Fruits and Vegetables
If you're looking to grab a handful of grapes or carrot sticks for a healthy afternoon snack, the refrigerator door provides easy access. But there's a better place for fruits and vegetables: the crisper drawers. The specialty drawers "provide an optimal storage environment for fruits and vegetables," according to the USDA. Most crisper drawers allow the humidity level to be controlled, so you can designate separate compartments, one for fruits and one for vegetables (FYI: fruits need lower humidity while vegetables need higher humidity). Not sure what produce should go in the fridge? Learn the best way to store fruits and veggies.
Similar to fruits and vegetables, there's a special place for cheese in the fridge, and it's not the door. Instead, the slim drawer (depending on your fridge's layout, it may be in the middle or at the bottom) is designed to store cheese. As the USDA explains, "Additional cool air is directed into the drawer to keep items very cold without freezing," which is perfect for cheese. This drawer is also a good location to store deli meats.
3 Foods You Should Store in the Refrigerator Door
The refrigerator door is the perfect place to store condiments. From maple syrup to ketchup and mayo, go ahead and store those bottles in the door. These ingredients have a longer shelf life, so they can handle the fluctuating temperatures of the door (FYI: condiments like maple syrup and ketchup don't need to be refrigerated in the first place, but many people choose to do so for taste). In fact, some brands like Hellmann's provide instructions to store their product in the refrigerator door directly on the bottle!

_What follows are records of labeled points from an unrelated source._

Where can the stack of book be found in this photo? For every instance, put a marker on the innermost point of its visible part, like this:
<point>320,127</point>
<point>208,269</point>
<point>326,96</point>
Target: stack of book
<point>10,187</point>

Similar to condiments, bottles of salad dressing can be stored in the refrigerator door. According to the USDA, opened bottles of salad dressing can be refrigerated for up to two months, but be sure to check the date printed on the bottle. And if you're storing an oil-based dressing, don't worry if it looks like things have separated in the fridge. Just shake the bottle before using and the dressing will be good to go!
Whether it's a can of ginger ale or a box of apple juice, the refrigerator door is perfect for soft drinks. In fact, most soft drinks don't even need to be refrigerated in the first place, but they often are for taste. If you prefer a chilled beverage, go ahead and load those cans of soda or sparkling water onto the refrigerator door (and depending on your fridge, there may even be a designated shelf).